中国の需要の伸びは、中国と提携する貿易圏の米国需要の減少を相殺する

o 中国の消費者の貯蓄率は可処分所得の40%を超え、世界最高水準で、かたや米国の平均は10%未満である。

o 中国の世帯債務は米国世帯よりもはるかに低い。住宅ローンを抱える中国の住宅所有者は18%のみで、住宅所有率は90%を超える。

o 中国には学生ローンが存在せず、自動車のクレジット販売は5%未満。

o 中国には巨大な潜在的消費者需要がある。住宅バブルの破裂の影響が時間とともに吸収されるにつれ、中国世帯の消費は回復する見込みで、特に通貨の国際化をさらに進めるために必要不可欠な措置である人民元の切り上げを北京が実施すればなおさらである。

生産性向上のための資本、技術、インフラへのアクセスを民主化する

o 中国は一帯一路(BRI)とデジタルシルクロード・プログラムを通じてグローバル・サウス全域におけるインフラとデジタル接続への海外投資を加速しており、2025年には投資額が過去最高に達する見通しだ。

o 中国は、過去最高の貿易黒字(2025年は推定1.3兆ドル)を積み上げている。同時に、北京は米国債の保有額を$7500億ドル未満に削減した。これは10年ぶりの最低水準である。

o 北京は現在、3.3兆ドルの外貨準備を保有し、これは世界最高水準である。これらの資金は金や石油、穀物、重要鉱物などの戦略的備蓄の購入に充てられ、また中国の貿易開発銀行はBRI参加国に対し、外貨準備の一部を融資している。

o 皮肉なことに、中国銀行は米国政府の借入コストよりも低い金利で、グローバル・サウス諸国に米ドル建て融資を拡大している。

o 2024年の世界銀行の調査によると、BRIプロジェクト向けの中国の海外融資の加重平均金利は4%だった。

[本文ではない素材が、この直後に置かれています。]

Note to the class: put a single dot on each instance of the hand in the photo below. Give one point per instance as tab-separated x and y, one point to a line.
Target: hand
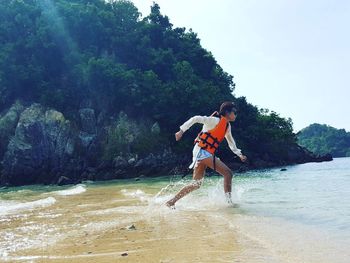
178	135
243	158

o 以下の表は10年物国債利回りを示している。ご覧の通り、米国政府は債権者から4.28%の金利で借り入れを行っており、これはガーナやボリビアのBRIプロジェクト資金調達金利よりも高い。

o 別の言い方をすれば、アフリカやラテンアメリカの各国政府は、AAA格付けの米国政府が米国の国内投資家から米ドルを借り入れるよりも低い金利で、中国の銀行から米ドルを借り入れることができる。

o このような民主化は資本へのアクセスだけにとどまらない。DeepSeek、Zhipu、アリババ、ファーウェイ などの中国の AI 企業は、基礎モデルをオープンソース化し、OpenAI(Openという名前にもかかわらずオープンではない)、X、Gemini などのクローズドな米国の AI システムに比べ、わずかな料金で提供している。

o AI などの重要な未来技術をオープンソース化することで、各国は真のデジタル主権を発展させることができる。

o ファーウェイは、Pangu AIモデルをオープンソース化するだけでなく、CANNとMindSpore AIソフトウェア開発ツールキット、Ascend AIチップソフトウェアエコシステム、Harmony OSオペレーティングシステムもオープンソース化している。

o MoonshotのKimi K2推論モデルは世界最高水準のAIモデルの一つで、料金は100万入力トークンあたり$0.15、100万出力トークンあたり$2.5である。一方、GPT-4 Turboは、レガシーアプリケーション向けに100万入力トークンあたり$10、100万出力トークンあたり$30で利用可能である。

o エンボディドAI(ヒューマノイド)市場では、中国のUnitreeやUBTechのヒューマノイドは、テスラやボストン・ダイナミックスの類似製品に比べて1/3から1/4の価格である。

o 資本と技術へのアクセス民主化に加え、北京の一帯一路(BRI)イニシアチブは、港湾、橋梁、鉄道から病院、学校までのインフラ開発に引き続き大規模な投資を継続し、長期的な持続可能な生産性向上の基盤を築いている。

今後数年間で、我々は世界貿易システムの分断が加速するのを目にすることになる。2つの新たな貿易圏が形成され、そのうち1つが優位に立つだろう。これこそが、権力エリートが搾取と分極化を永続させるために利用する偽りの「一人一票」の「民主的統治」ではなく、真の民主主義なのである。